Global Positioning System (GPS)
The Global Positioning System (GPS) was developed by the Department of Defense to provide a reliable and accurate positioning system for mobile military platforms operating around the world. The widespread use of GPS has led to inexpensive GPS receivers that are now available for commercial use.
GPS satellites follow a circular orbit about 20,000 kilometers above the center of the Earth. Because of the long distances involved, the power of the ranging signals transmitted by the satellites is significantly reduced by the time the signal reaches the GPS receiver. For this reason, GPS receivers have difficulty operating in heavily wooded areas and inside buildings.
Metron is currently working with the Space and Naval Warfare Systems Center and the GPS Joint Program Office to develop algorithms that integrate GPS signals with ranging signals from other radiolocation networks. The integrated navigation system will be less susceptible to interference and line-of-sight visibility constraints because ranging data is collected from multiple sources.
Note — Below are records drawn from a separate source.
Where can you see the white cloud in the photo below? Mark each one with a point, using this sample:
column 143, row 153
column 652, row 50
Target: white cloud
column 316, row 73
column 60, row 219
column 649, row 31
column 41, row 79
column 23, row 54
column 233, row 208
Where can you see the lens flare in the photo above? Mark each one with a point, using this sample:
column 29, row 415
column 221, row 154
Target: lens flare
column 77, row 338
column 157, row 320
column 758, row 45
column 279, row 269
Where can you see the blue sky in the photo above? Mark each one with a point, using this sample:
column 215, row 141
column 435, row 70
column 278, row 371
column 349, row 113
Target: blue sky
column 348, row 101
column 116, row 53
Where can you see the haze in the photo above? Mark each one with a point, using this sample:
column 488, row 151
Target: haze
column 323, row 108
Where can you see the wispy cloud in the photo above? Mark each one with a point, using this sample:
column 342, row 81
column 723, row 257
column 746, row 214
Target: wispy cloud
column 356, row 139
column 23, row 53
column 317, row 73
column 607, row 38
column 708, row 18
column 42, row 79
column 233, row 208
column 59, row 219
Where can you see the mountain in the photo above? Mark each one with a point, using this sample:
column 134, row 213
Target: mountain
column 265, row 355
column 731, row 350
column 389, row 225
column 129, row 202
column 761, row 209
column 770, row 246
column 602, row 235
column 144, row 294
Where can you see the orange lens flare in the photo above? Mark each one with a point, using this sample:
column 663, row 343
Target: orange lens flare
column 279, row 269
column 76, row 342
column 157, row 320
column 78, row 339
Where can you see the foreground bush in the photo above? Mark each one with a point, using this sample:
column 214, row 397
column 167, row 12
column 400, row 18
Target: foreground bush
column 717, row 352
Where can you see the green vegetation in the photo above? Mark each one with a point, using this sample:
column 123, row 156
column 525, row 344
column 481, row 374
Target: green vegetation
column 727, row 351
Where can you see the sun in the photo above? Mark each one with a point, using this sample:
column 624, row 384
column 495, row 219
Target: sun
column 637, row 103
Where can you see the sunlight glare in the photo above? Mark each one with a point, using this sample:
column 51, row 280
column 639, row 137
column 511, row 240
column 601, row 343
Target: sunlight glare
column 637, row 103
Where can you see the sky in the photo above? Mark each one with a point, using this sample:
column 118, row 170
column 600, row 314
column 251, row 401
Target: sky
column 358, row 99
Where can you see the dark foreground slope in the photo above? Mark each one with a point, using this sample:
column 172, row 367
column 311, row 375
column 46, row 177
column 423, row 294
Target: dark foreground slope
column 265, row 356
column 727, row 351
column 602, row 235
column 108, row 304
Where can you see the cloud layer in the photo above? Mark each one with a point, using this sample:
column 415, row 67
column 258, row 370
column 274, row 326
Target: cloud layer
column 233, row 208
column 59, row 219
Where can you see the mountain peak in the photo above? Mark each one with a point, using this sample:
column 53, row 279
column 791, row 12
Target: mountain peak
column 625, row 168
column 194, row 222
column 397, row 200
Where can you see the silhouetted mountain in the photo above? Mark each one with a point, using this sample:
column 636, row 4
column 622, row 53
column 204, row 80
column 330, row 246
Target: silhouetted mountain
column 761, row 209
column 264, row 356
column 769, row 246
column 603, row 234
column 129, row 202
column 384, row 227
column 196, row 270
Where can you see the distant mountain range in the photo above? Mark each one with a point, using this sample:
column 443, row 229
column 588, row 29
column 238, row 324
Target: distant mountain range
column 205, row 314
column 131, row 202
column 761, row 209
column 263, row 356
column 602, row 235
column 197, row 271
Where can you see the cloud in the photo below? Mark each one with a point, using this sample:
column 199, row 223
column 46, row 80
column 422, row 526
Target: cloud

The Department of Defense has developed several other radiolocation systems in addition to GPS. These systems are typically used in small areas and do not provide global coverage. However, they do provide a secondary source of position information that can be used to improve the performance of GPS.
Metron uses a small network of five GPS receivers for field testing and algorithm development. Handheld computers are attached to each GPS receiver so that data can be recorded for analysis. Embedded radio transceivers in each handheld computer allow position information to be transmitted between network nodes.